DO NOT PROCEED if you are allergic to concrete.
A friend posted this on FB today, and I laughed so hard I cried.
Link dedicated especially to werelibrarian, who perhaps thought that the strange architecture of our public transit system was unique to that. Oh no, no, no - the seat of America’s government is determined to make the entire city just as strange, ugly, and lifeless as the metro system.
It’s very confusing that my first instinct is to try to one-up DC’s brutalist government buildings with the seriously upsetting buildings in the cities I’ve lived in. As if any one city could have a monopoly on shite architecture. Most cities are equally ‘blessed’ with bad decisions, buildings-wise.
Take for example, Elephant and Castle shopping centre in South London:
E&C is a hole. It’s awful. Half of this eyesore lies empty even though it sits at a major interchange and there are multiple universities and neighbourhoods nearby. It’s seedy and useless and a huge waste of space, which adds to its hideousness.
But going back to DC’s metro system (which I did like, even though the doors nearly succeeded in eating me), NotMissMarple, I can understand the brutal cement egg-carton texture of the stations.

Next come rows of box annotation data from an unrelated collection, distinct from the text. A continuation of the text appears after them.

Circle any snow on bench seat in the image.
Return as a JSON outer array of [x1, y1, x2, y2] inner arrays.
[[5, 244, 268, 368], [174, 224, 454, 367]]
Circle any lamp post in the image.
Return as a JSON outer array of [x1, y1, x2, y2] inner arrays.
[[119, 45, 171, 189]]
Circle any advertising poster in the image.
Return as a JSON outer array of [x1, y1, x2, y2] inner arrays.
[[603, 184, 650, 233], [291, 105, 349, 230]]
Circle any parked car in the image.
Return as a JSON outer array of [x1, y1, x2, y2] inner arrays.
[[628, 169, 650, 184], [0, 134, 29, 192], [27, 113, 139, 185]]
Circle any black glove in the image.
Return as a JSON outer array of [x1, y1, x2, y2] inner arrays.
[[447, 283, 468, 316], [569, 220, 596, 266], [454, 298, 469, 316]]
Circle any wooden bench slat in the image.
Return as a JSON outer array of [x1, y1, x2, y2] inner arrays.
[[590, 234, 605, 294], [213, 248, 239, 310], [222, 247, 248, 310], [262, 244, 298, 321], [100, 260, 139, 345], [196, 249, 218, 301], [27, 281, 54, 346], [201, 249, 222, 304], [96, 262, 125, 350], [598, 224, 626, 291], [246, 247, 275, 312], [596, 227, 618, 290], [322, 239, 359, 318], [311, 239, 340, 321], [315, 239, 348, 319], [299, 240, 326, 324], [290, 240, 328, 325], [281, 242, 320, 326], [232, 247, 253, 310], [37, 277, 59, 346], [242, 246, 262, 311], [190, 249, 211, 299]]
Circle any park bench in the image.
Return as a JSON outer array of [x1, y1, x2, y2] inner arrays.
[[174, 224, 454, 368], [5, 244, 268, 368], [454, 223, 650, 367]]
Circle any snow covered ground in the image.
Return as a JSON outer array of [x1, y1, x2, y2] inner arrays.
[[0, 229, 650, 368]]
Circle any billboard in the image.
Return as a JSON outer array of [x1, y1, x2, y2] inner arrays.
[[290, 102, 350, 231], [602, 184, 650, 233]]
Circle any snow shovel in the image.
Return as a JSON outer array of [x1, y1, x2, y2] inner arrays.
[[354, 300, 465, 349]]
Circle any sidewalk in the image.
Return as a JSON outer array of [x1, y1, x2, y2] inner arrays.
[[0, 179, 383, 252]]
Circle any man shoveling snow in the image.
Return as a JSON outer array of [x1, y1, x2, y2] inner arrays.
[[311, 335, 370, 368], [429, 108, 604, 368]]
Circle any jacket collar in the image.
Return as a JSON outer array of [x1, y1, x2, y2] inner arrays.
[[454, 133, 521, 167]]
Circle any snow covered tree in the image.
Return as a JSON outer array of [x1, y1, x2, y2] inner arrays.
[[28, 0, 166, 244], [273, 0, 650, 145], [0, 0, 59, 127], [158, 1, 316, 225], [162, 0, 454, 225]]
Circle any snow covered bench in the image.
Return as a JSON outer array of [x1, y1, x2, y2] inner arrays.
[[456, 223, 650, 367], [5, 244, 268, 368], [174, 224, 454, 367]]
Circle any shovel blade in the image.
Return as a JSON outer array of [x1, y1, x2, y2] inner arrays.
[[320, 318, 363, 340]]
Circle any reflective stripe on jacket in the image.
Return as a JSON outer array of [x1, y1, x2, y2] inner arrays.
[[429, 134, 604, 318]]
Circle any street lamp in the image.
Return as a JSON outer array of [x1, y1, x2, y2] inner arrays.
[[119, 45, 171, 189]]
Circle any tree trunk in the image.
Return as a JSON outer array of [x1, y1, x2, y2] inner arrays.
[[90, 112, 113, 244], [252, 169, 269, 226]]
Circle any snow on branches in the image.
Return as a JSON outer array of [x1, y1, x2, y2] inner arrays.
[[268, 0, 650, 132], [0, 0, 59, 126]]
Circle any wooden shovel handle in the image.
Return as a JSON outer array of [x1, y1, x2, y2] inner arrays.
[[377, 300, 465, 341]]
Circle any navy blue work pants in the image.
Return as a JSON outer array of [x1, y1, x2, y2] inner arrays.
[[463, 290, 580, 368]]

What I don’t understand is 1) the obsession with with floating walkways. Escalators descend into the station like a straw thrust into an empty glass. Stairways and walkways connect balconies that don’t seem to be attached to the walls of the stations themselves. and 2) having engineered balconies (even false ones) at every turn, the need to plant up-pointing floodlights in the gaps :
Am I supposed to feel like I’m in a noir film? In the Batcave?
But even though I remain confused, I really did like DC and its metro. Because it was so cavernous, it smelled only of wind and train grit, which is not perhaps the nicest thing, but to my nose, is better than most lines of the Tube, which smell of 2nd time around beer (bakerloo) or flophouse upholstery (district).